Kate Jones est chercheuse et consultante en matière de droits de l’homme et de technologies émergentes. Elle a beaucoup écrit sur la désinformation et les droits de l’homme, la gouvernance technologique et l’intelligence artificielle, et est membre associée de Chatham House. Avant cela, elle a passé de nombreuses années en tant qu’avocate et diplomate au sein du ministère britannique des affaires étrangères et du Commonwealth, servant à Londres, Genève et Strasbourg, avec un accent particulier sur le droit international des droits de l’homme.
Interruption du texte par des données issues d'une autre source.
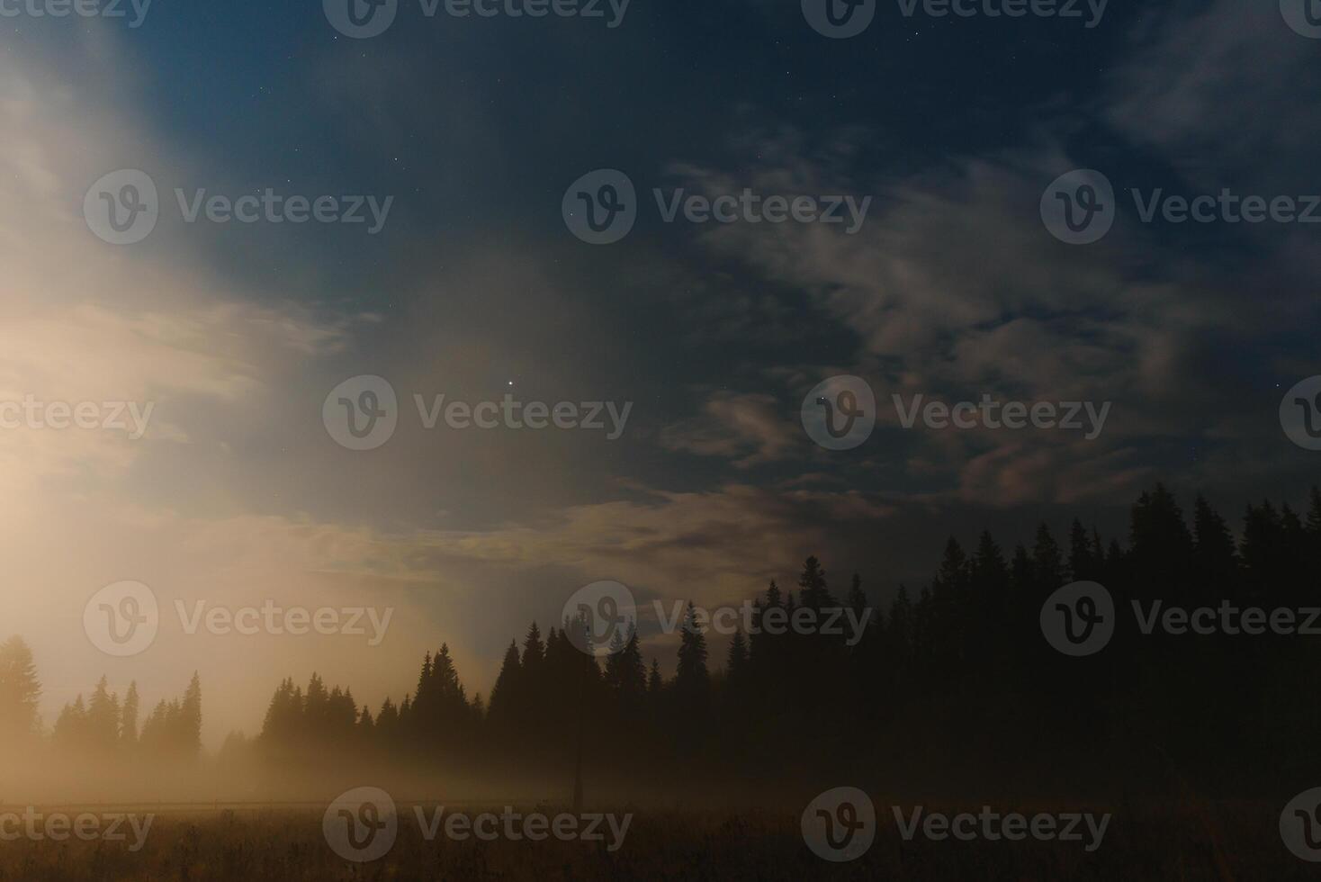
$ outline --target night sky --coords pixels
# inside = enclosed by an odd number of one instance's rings
[[[400,0],[365,40],[309,0],[156,0],[137,28],[127,4],[129,20],[0,17],[0,397],[155,403],[141,440],[0,433],[17,598],[0,636],[33,644],[46,716],[103,672],[155,696],[199,668],[226,687],[214,741],[254,730],[287,675],[398,700],[441,640],[485,692],[509,640],[596,580],[737,602],[818,553],[832,585],[856,569],[882,602],[927,578],[951,533],[1012,545],[1079,516],[1123,539],[1157,481],[1231,523],[1248,500],[1301,502],[1321,454],[1291,442],[1280,404],[1321,372],[1321,227],[1144,223],[1131,190],[1321,193],[1321,40],[1275,0],[1116,0],[1092,28],[1086,4],[875,5],[840,40],[785,0],[633,0],[614,28],[608,4],[458,18]],[[82,213],[119,169],[160,191],[131,246]],[[614,244],[561,214],[596,169],[637,189]],[[1042,222],[1074,169],[1115,193],[1092,244]],[[176,187],[394,201],[369,235],[185,223]],[[853,234],[666,223],[655,187],[871,202]],[[359,375],[399,399],[373,450],[322,421]],[[869,383],[877,424],[827,450],[799,411],[841,375]],[[415,393],[633,408],[617,440],[427,430]],[[1091,440],[905,429],[896,393],[1111,408]],[[399,611],[370,650],[172,621],[114,660],[79,622],[125,578],[162,606]],[[671,643],[649,654],[668,665]]]

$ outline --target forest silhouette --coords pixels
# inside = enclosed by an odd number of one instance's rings
[[[267,770],[499,767],[560,775],[577,751],[589,776],[650,782],[835,782],[892,788],[1033,794],[1291,792],[1317,775],[1314,700],[1321,654],[1305,634],[1144,635],[1131,602],[1306,609],[1321,573],[1321,491],[1305,516],[1248,506],[1240,537],[1205,499],[1189,518],[1164,487],[1132,506],[1125,541],[1074,520],[1063,541],[1040,527],[1005,552],[989,532],[971,551],[950,539],[929,584],[901,586],[861,640],[843,635],[737,632],[721,660],[692,627],[679,630],[672,673],[643,656],[637,630],[609,654],[575,647],[580,622],[511,642],[489,698],[469,695],[443,644],[396,702],[361,706],[349,688],[313,675],[280,683],[262,731],[231,735],[215,759]],[[1042,638],[1046,598],[1095,581],[1115,598],[1114,639],[1067,658]],[[857,574],[840,590],[808,557],[773,606],[868,606]],[[1305,617],[1299,617],[1303,622]],[[136,687],[122,701],[106,681],[67,705],[46,731],[40,683],[18,638],[0,646],[0,739],[55,755],[133,753],[198,758],[201,684],[161,701],[139,729]],[[750,792],[750,791],[744,791]]]

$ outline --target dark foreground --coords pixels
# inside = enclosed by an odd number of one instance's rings
[[[1114,815],[1102,845],[1087,853],[1078,841],[930,841],[921,833],[905,841],[890,808],[877,804],[875,842],[844,864],[816,857],[804,844],[799,816],[789,811],[617,808],[621,816],[629,811],[634,816],[625,841],[612,852],[609,837],[594,842],[553,837],[454,841],[441,831],[428,840],[413,809],[400,807],[394,846],[367,864],[337,856],[324,833],[322,812],[310,808],[162,812],[137,852],[129,849],[131,836],[120,842],[0,841],[0,882],[1314,878],[1317,865],[1300,861],[1281,845],[1277,809],[1255,803],[1092,808]]]

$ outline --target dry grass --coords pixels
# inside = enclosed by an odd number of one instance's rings
[[[934,807],[933,807],[934,808]],[[971,811],[976,811],[974,807]],[[141,809],[149,811],[149,809]],[[498,812],[499,808],[495,808]],[[620,811],[620,809],[617,809]],[[626,809],[625,809],[626,811]],[[347,882],[371,879],[1269,879],[1314,878],[1280,842],[1276,808],[1221,804],[1116,812],[1092,854],[1082,842],[905,842],[888,807],[860,860],[812,856],[789,812],[635,812],[624,846],[604,842],[427,841],[402,809],[391,853],[338,858],[314,811],[225,811],[156,817],[143,850],[124,842],[0,842],[0,882]],[[942,809],[947,811],[947,809]],[[1206,819],[1211,817],[1213,824]],[[1213,841],[1217,840],[1217,841]],[[1219,858],[1217,857],[1219,852]]]

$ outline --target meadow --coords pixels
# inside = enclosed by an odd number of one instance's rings
[[[550,811],[546,807],[538,807]],[[960,807],[976,812],[976,807]],[[526,807],[531,811],[532,807]],[[1266,804],[1186,808],[1111,807],[1102,848],[1079,842],[904,841],[888,805],[859,860],[830,864],[804,845],[793,811],[633,812],[624,846],[581,841],[428,840],[403,819],[388,854],[345,861],[322,836],[313,808],[153,809],[144,848],[99,841],[0,842],[0,882],[408,882],[453,879],[1301,879],[1316,867],[1288,854]],[[499,812],[499,807],[493,807]],[[945,811],[956,811],[948,808]],[[1026,809],[1024,809],[1026,811]]]

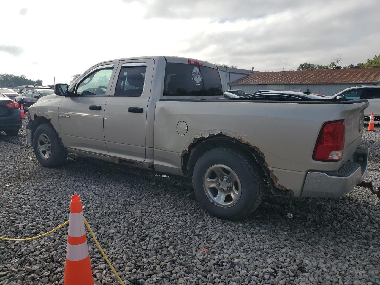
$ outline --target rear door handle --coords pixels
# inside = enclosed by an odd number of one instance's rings
[[[128,108],[128,112],[131,113],[142,113],[142,108],[137,107],[130,107]]]
[[[100,111],[101,110],[101,106],[96,106],[94,105],[92,105],[90,106],[90,110],[95,110],[96,111]]]

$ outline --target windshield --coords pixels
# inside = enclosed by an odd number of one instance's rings
[[[18,94],[18,93],[16,91],[11,90],[10,89],[1,89],[1,92],[4,93],[16,93],[16,94]]]
[[[39,91],[38,92],[41,94],[41,96],[43,97],[46,96],[46,95],[51,95],[52,94],[54,94],[54,90],[41,90]]]

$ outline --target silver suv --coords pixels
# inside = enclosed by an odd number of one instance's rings
[[[368,117],[371,112],[380,119],[380,85],[363,85],[351,87],[337,93],[330,99],[366,99],[369,106],[364,110],[364,116]]]

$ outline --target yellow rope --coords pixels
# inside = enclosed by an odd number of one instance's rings
[[[106,254],[104,253],[104,252],[103,251],[103,250],[101,249],[101,247],[100,247],[100,245],[99,244],[99,242],[98,242],[98,241],[97,240],[96,238],[95,237],[95,235],[94,234],[94,233],[92,231],[92,230],[91,230],[91,227],[90,226],[90,225],[89,225],[89,223],[87,222],[87,220],[86,220],[86,218],[83,217],[83,219],[84,220],[85,223],[86,224],[86,225],[87,226],[87,227],[89,228],[89,231],[90,231],[90,233],[91,234],[91,236],[92,236],[92,238],[94,239],[94,241],[95,242],[95,243],[96,244],[97,246],[98,247],[98,248],[99,249],[99,250],[100,251],[100,253],[101,253],[101,255],[103,256],[103,257],[104,258],[104,260],[105,260],[106,261],[111,268],[111,270],[112,270],[112,272],[114,272],[114,274],[116,276],[116,277],[117,277],[117,279],[119,280],[119,282],[120,282],[120,283],[122,284],[122,285],[124,285],[124,282],[123,282],[123,281],[121,280],[121,278],[119,277],[119,274],[118,274],[117,272],[116,272],[116,271],[115,270],[115,268],[114,268],[114,267],[112,266],[112,264],[111,264],[111,263],[109,262],[109,260],[108,260],[108,259],[107,258],[107,256],[106,256]]]
[[[4,239],[5,241],[31,241],[33,239],[38,239],[39,238],[42,238],[43,236],[47,236],[49,234],[51,234],[53,231],[55,231],[57,230],[59,230],[63,226],[65,226],[67,224],[69,223],[69,221],[66,221],[64,223],[63,223],[62,225],[58,226],[55,229],[53,229],[51,231],[48,231],[47,233],[45,233],[44,234],[40,234],[38,236],[33,236],[32,238],[28,238],[26,239],[10,239],[8,238],[4,238],[4,237],[0,236],[0,239]]]

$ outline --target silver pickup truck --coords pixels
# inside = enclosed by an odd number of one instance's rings
[[[338,197],[361,183],[366,100],[225,98],[217,67],[167,56],[94,65],[29,109],[40,163],[68,152],[192,177],[204,208],[222,218],[276,195]]]

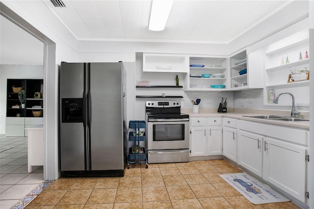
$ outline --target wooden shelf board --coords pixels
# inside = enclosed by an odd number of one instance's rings
[[[136,88],[183,88],[182,86],[136,86]]]
[[[136,96],[136,98],[183,98],[182,96]]]

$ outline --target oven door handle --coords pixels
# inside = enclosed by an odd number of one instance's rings
[[[188,121],[188,118],[174,118],[174,119],[149,119],[148,122],[169,122],[169,121]]]
[[[172,151],[172,150],[167,150],[166,152],[171,152],[172,153],[184,153],[186,152],[188,152],[188,150],[180,150],[180,151]],[[148,153],[149,154],[164,154],[165,151],[148,151]]]

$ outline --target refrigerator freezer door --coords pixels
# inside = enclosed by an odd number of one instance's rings
[[[67,123],[61,126],[61,170],[85,170],[83,124]]]
[[[123,170],[122,63],[90,63],[91,170]]]
[[[62,113],[68,106],[62,104],[66,100],[72,103],[75,100],[85,100],[84,92],[87,91],[86,64],[67,63],[62,62],[60,71],[60,96]],[[73,104],[74,105],[74,104]],[[82,120],[78,121],[61,121],[60,125],[60,153],[61,171],[84,171],[86,169],[86,162],[87,155],[86,153],[87,146],[87,129],[86,126],[86,105],[82,104]]]
[[[81,98],[84,88],[86,63],[61,64],[60,94],[61,98]]]

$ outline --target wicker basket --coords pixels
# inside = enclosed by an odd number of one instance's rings
[[[24,86],[21,87],[16,87],[14,85],[12,87],[13,93],[20,93],[21,91],[24,89]]]
[[[43,115],[43,110],[33,110],[32,111],[34,117],[41,117]]]

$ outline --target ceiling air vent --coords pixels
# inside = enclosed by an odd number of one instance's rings
[[[50,0],[55,7],[65,7],[65,4],[61,0]]]

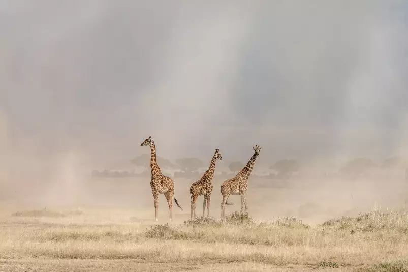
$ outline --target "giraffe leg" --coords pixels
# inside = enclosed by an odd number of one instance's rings
[[[230,192],[225,192],[223,193],[223,202],[221,203],[221,219],[223,220],[225,217],[225,203],[230,196]]]
[[[211,193],[207,193],[207,217],[210,217],[210,199],[211,198]],[[204,204],[205,204],[205,203]],[[203,217],[204,217],[204,210],[203,210]]]
[[[244,192],[242,192],[241,193],[241,214],[242,214],[242,212],[244,210],[244,198],[245,197],[245,193]]]
[[[204,203],[203,204],[203,217],[205,213],[205,202],[207,202],[207,195],[204,195]]]
[[[191,200],[191,219],[196,218],[196,201],[197,200],[198,196],[194,193],[192,194]]]
[[[245,192],[243,192],[241,194],[241,201],[243,201],[243,204],[245,205],[245,212],[248,212],[248,205],[246,204],[246,194]],[[242,204],[241,204],[241,209],[243,209]]]
[[[159,190],[155,188],[151,188],[153,193],[153,199],[154,200],[154,220],[157,222],[157,208],[159,206]]]
[[[166,199],[167,200],[167,203],[169,204],[169,211],[170,213],[170,221],[172,218],[172,209],[173,208],[173,191],[169,190],[164,193],[164,196],[166,197]]]

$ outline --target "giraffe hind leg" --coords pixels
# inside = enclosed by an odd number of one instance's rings
[[[167,200],[167,203],[169,204],[169,213],[170,214],[170,219],[171,221],[172,208],[173,207],[173,192],[169,190],[164,193],[164,196],[166,197],[166,200]]]
[[[203,203],[203,217],[205,214],[205,203],[207,202],[207,195],[204,195],[204,203]]]

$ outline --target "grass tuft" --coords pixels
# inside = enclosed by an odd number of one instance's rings
[[[386,261],[372,265],[369,272],[408,272],[408,261]]]

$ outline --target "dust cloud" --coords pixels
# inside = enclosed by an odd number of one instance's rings
[[[408,157],[407,16],[402,1],[4,1],[0,202],[152,210],[149,177],[90,177],[148,153],[151,136],[172,162],[209,163],[219,148],[223,171],[262,146],[247,194],[257,216],[403,205],[403,174],[351,182],[338,170]],[[317,173],[255,175],[283,158]],[[174,180],[189,213],[195,180]]]

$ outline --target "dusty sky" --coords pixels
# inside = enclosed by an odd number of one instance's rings
[[[408,153],[406,2],[0,2],[3,162]]]

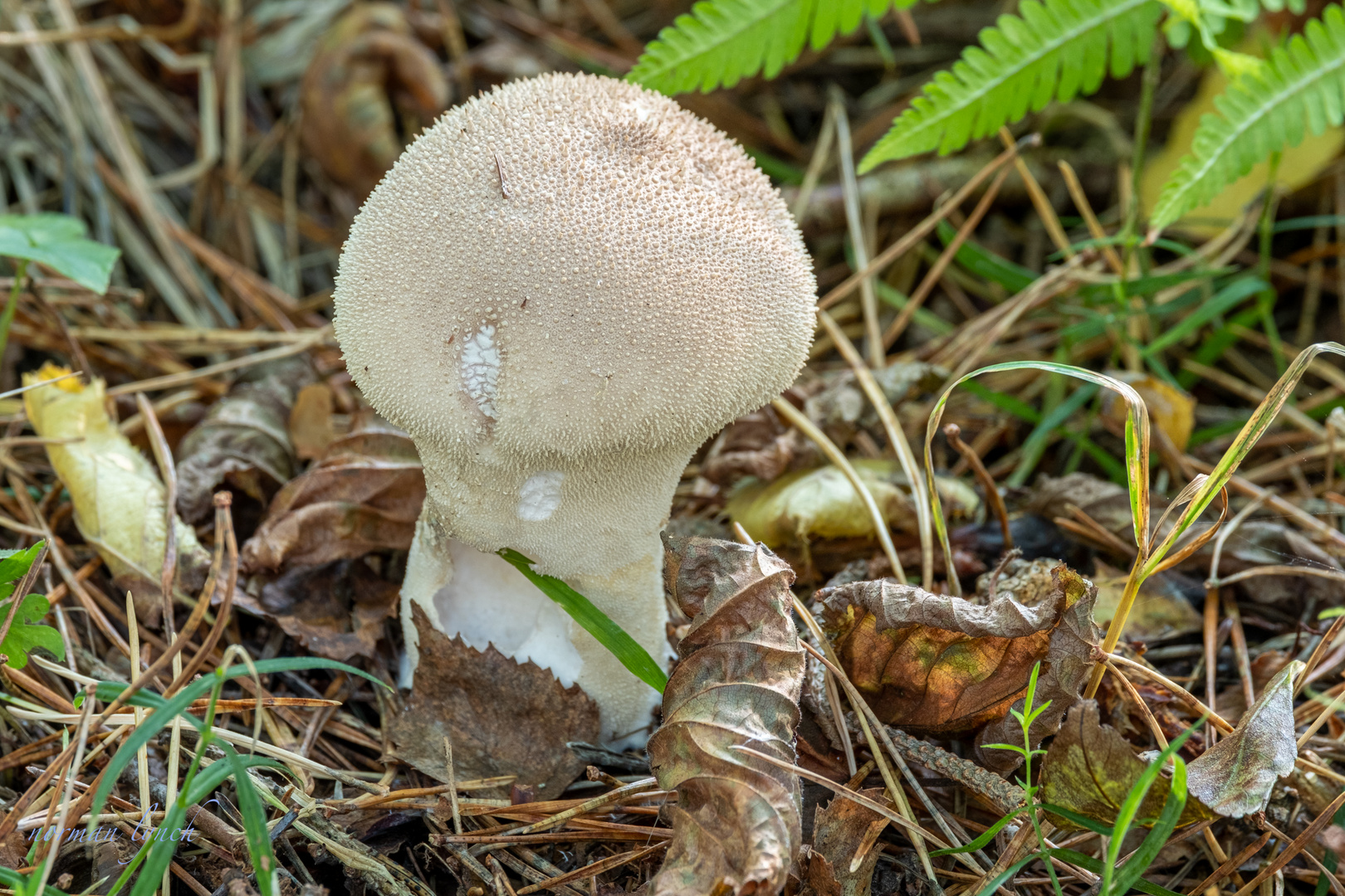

Dans cet entretien avec Kate, nous étudions les aspects de la liberté d’expression, de la désinformation et de la manipulation. Quelles sont les «règles du jeu» pour les gouvernements lorsqu’ils mènent des campagnes d’information? Nous nous penchons également sur les tentatives de dissimuler des opérations d’information malveillantes derrière des revendications de liberté d’expression et sur ce qu’illustre la récente décision de justice dans l’affaire RT France contre le Conseil européen.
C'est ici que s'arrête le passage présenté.